The airport was formerly a hub for Pet Airways before the company ceased all flights in early 2013. Denver Air Connection also operated from RMMA to Grand Junction before consolidating their operations for the Denver–Grand Junction route to Centennial Airport in May 2017. JSX ended service on September 9, 2025.

==Accidents and incidents==
- On July 1, 1997, a North American F-86 Sabre performing at an air show crashed killing the pilot. No spectators were hurt.
- On July 17, 2022, a Cessna 336 twin-engine plane operated by Bluebird Aviation went down outside of Boulder, Colorado. The pilot and the three victims departed from Rocky Mountain Metropolitan Airport on a sightseeing trip to the mountains around Boulder, Colorado. Killed in the crash were the pilot, who was not immediately identified by authorities, 48-year-old Sandra Kirby of Louisiana, and her two children, 17-year-old Ian Kirby, and 13-year-old Amanda Kirby.
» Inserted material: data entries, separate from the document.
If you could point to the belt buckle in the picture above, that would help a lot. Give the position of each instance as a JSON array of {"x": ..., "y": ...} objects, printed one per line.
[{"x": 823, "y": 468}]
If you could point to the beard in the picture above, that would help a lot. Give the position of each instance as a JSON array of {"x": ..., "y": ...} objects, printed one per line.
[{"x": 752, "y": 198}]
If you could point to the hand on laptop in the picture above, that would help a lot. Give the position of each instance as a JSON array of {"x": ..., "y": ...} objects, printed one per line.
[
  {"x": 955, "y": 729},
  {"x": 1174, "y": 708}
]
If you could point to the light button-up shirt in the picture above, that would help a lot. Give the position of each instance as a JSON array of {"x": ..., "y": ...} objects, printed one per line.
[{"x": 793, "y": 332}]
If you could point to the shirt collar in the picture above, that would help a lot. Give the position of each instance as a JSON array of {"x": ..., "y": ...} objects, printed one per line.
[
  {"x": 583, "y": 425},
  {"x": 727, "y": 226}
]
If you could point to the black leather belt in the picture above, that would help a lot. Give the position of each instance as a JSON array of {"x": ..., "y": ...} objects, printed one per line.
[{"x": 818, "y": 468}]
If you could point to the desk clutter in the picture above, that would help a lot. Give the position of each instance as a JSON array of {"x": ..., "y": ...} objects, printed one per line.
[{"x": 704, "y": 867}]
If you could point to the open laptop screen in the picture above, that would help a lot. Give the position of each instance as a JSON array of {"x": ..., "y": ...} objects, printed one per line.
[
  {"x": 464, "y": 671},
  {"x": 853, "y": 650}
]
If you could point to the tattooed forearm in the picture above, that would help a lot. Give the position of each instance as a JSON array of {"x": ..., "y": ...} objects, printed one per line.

The cause of the Colorado crash is under investigation.
- On September 18, 2022, a Cessna 172 that took off from this airport with two people on a training flight, collided in Boulder County with a Sonex aircraft that had taken off from the Platte Valley Airpark with only one person on board, its pilot. Both airplanes crashed and were destroyed on impact, killing all three people on board them.
- On December 20, 2025, a Beechcraft King Air equipped with Garmin Autoland successfully completed an unmanned emergency landing at the airport, marking the first time the system has been activated.